Did You Know?
If you ever doubted that you can find someone to talk to, here are a few interesting facts about cancer from Worldwide data.
- In 2012 there were an estimated 14.1 million cancer cases around the world
- It is expected that this estimate will increase to 24 million by 2035
Draw Support from Global Resources
Many people with cancer find comfort and encouragement by connecting with others going through the same emotions and challenges. With the constant growth in smartphone and internet technology, that support system has grown considerably over the past few years.
Whether you are joining an online support group or finding an online support buddy, connecting and working through your feelings and emotions is important. With minimum technology such as a smartphone, you can connect with others, even if they live halfway across the globe.
“People seek out support groups to share their personal experiences in dealing with situations that have altered their life in some way. There is an invisible thread that forms a bond of understanding and empathy toward each other as they share discomfort, resentment, fear, triumphs and emotional and physical relapses,” says substance abuse counselor Carole Bennett M.A.
The Benefits of Global Communities
With online global communities, people with cancer can connect with others anywhere in the world. You can share your fears, emotions, and even seek out advice. There are a number of benefits to joining online communities including:
- Make it easier to be more forthcoming about your fears and anxiety
- Connecting you with others in a similar situation
- You can even help others by sharing your story
- Offers people who are not comfortable with face-to-face or group therapy
- It is also sometimes a lot easier to put your emotions and feelings into written words, rather than saying them out loud
Sharing stories is a great way to broaden your knowledge of cancer. You could also learn more about treatment options and side effects. It is important though that you remember to keep in mind that symptoms and side effects are not textbooks and will differ from one person to another. This will also apply to the side effects that you may experience while on treatment. It is best that you take the knowledge and information and find a balance that best suits your needs.
Cancer.Net has a number of recommendations for online communities for cancer patients you can consider.
“Living with cancer involves much more than coping with the physical wear and tear of a prolonged illness. Multiple operations, chemotherapy and radiation can dramatically affect the mind as well as the body,” according to New York psychologist Jane Framingham, Ph.D.
Knowledge Is Power
Online communities can also offer you research information. Take the time to understand cancer, the general and specific types. Speak to your medical care team, ask questions and find out about the treatment options you have to choose from. Stay informed about research and medications. With knowledge, you have the power to stay in control of this emotionally and physically challenging period in your life.

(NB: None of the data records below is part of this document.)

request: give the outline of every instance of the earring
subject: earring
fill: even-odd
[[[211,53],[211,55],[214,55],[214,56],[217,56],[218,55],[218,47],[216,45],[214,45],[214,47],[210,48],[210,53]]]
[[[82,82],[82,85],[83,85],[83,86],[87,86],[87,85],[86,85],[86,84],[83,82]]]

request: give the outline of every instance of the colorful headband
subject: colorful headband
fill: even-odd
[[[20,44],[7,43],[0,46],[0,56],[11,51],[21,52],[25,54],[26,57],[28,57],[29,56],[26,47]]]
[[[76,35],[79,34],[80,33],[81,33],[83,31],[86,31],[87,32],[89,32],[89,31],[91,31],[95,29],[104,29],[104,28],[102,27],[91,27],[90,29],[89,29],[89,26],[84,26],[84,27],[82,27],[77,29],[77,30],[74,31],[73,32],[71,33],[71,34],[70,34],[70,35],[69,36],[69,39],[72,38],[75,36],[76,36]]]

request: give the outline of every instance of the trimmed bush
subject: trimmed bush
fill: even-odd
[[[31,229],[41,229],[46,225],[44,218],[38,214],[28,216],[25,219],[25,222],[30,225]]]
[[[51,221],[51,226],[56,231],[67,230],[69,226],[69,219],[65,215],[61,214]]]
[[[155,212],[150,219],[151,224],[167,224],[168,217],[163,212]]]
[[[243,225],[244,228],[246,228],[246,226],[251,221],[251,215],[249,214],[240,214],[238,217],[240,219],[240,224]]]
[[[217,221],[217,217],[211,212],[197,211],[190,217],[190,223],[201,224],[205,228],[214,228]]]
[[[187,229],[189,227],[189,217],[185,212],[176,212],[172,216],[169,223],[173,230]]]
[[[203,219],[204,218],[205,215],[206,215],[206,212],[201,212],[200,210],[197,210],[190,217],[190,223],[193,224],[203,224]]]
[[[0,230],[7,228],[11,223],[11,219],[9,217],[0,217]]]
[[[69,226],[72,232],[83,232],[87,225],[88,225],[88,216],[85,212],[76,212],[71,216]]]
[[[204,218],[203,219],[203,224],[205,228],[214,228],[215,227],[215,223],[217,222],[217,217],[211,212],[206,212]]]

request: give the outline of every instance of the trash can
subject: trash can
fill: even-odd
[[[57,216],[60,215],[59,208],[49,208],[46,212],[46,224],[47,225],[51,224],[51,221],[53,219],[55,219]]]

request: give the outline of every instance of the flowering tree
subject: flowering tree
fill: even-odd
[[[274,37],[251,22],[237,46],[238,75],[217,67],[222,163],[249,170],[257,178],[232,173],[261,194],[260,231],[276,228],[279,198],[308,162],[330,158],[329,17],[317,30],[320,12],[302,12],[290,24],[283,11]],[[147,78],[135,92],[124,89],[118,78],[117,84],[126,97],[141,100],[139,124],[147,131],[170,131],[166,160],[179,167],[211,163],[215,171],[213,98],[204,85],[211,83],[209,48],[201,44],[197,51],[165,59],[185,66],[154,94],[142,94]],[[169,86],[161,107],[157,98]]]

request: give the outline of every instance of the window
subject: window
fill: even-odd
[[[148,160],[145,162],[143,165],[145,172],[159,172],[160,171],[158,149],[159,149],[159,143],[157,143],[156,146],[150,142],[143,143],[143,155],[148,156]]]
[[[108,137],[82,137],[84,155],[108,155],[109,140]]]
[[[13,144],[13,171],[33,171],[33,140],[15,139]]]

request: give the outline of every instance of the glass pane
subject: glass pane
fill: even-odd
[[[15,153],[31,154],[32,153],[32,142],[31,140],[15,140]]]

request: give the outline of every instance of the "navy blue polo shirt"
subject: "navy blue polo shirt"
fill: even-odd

It is also important to remember that not all these communities will be what you need. You have a number of things to consider when choosing to join one.
“The Internet is a useful tool for finding cancer information and connecting with other patients and caregivers. Sometimes it is hard to know if the information you are reading is reliable. Because anyone can put content on the Internet, use good judgment when searching online for information. Be critical about the sources you use. And discuss the information you find with your health care team.” From Cancer.net: Evaluating Cancer Information on the Internet
So you see, you do not have to do this alone. The world is a big place and with technology, the gaps or distance between people no longer pose the challenges they used to. Take the time to find a suitable online community, stay informed and most importantly, never lose hope.
“Hoping for things that cannot possibly happen is indeed stupid. We can dub it evil if we are so inclined. But hoping for things that can happen is smart (good), assuming we are motivated by our optimism to act in ways that make the hoped-for thing more likely,” according to Christopher Peterson Ph.D., one of the top 100 most widely cited psychologists in the world.